Of course, there are some potential downsides to the program. For workers, there is the risk that the health system (employer) gains too much power in the employment relationship, forcing employees into endless travel shifts without worker input. After all, in-house staffing agencies do represent a trend toward further health system (labor) consolidation. Some fear healthcare labor consolidation gives health systems too much power over healthcare workers, so much so that the Federal Trade Commission (FTC) is including it in its antitrust calculations.

There are also risks to patients, as travel staffing may come at the expense of traditional full-time jobs. In this scenario, health systems may allocate their already scarce staff in a way that creates slight shortages at locations across-the-board as a cost-saving mechanism. Fragmented part-time work might undermine the efficiency that comes with working in the same role with the same people over time. If part-time travel staffing is allowed, it may present a more attractive work option that ultimately decreases the overall healthcare labor supply. Lastly, there is the chance that in-house travel agencies pull labor supply from smaller, less attractive hospitals and clinics.

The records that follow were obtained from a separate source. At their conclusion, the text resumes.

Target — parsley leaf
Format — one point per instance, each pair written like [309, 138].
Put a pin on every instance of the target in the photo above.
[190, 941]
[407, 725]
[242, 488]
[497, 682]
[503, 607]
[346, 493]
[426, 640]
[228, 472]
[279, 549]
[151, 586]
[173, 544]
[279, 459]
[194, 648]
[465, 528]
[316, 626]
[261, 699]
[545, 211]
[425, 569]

Overall, in-house travel staffing agencies represent another powerful way in which large health systems can further leverage their consolidated footprints. The decision by UPMC to create their own in-house travel staffing agency was a no-brainer on the health system’s part. Other large health systems should — and likely will — follow suit.

Logan Cho is a medical student at the Icahn School of Medicine, co-leader of the Health Policy Program at Mount Sinai, and an advisory board member of MedPage Today‘s “The Lab.”